Date Posted: 2004-09-03

A family night out? Sounds great!

A chance to experience Okinawan culture close up? And authentic Okinawan foods, too?

And at a reasonable price? Really?!?

Absolutely true. A great restaurant offering delicious dinner sets, plus entertainment, at a price that won’t break your bank.

Yotsudake is an Okinawa restaurant now in its 29th year of offering dining and cultural experiences for tourists and Okinawans alike. Located on Kokusai Street in downtown Naha, Yotsudake promises customers a wonderful evening not easily forgotten.

It’s dinner theater, with the musicians and dancers practically sitting in your lap. So close, in fact, you may be tempted to share your dinner.

The restaurant features two 40-minute traditional Okinawa shows each evening, at 6:30 and 8:30pm. On stage, dancers take you through some of Okinawa’s most cherished musical numbers, while musicians off to the side skillfully entertain with the taiko drums. Among the musical instruments played by the dancers is the restaurant’s namesake, the yotsudake, made from bamboo.

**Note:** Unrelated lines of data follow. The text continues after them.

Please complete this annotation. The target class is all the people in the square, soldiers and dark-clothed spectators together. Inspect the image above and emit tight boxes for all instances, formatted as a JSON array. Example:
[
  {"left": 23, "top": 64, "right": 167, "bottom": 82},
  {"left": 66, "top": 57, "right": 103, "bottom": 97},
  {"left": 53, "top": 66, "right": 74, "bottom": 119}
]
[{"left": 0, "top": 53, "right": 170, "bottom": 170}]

Dinner selections are easy, as Yotsudake offers four sets, at four prices. A simple light course features 12 items at ¥3,675. A second, at ¥4,200, has 14 foods, while the ¥5,250 offering consists of 17 different items. A lobster-driven top set with 18 varied foods runs ¥8,400.

For our evening, we chose one ¥3,675 and one ¥5,250 set, then shared, maneuvering chopsticks back and forth. It was as much an experience for my dining companion as it may be for you. A visitor to Okinawa from Hokkaido, many of the foods were a “first time” adventure for her. Okinawa cuisine is, simply, Okinawan.

Fish, pork and tofu are the predominant foods in Okinawa cooking, and at Yotsudake, you get a chance to taste a lot of different foods. Rice, various forms of pork, dried and fried fish, sweet potato and tofu are featured in all sets. The starter salad with the slightly crunchy texture is mimi-ga, made with pig’s ear. The other unusual (for foreigners, anyway) item is the nakami no sui mono, a soup with pork intestines. Both are delicious, and worth the time to taste.

My favorite is lafutei, a wonderfully tasty slab of baked pork, which Yotsudake does very well. Pineapple is served for dessert.

All meals are served with hot and cold tea. Alcoholic beverages, including awamori and beer, are readily available.

For the kids, there are several sets ranging from ¥2,000~4,000. One set, headlined by hamburger, is geared to the western kids’ tastebuds.

Reservations are recommended. Call Tony at 933-1152 and book your evening. We recommend arriving about thirty minutes before the show to get a good seat closest to the stage.

Getting to Yotsudake is easy. Take Highway 58 south from the bases to Naha, turning left at Kumoji intersection, where the signs tell you to go to Kokusai. At Ryubo Department Store, turn left onto Kokusai. Parking is always an issue, so begin looking for a blue P sign as you head north on Kokusai. Yotsudake is just past the second traffic light, on second floor. Look for Kokusai Plaza Hotel on the right at traffic light. The restaurant is across the intersection, marked with a big red sign.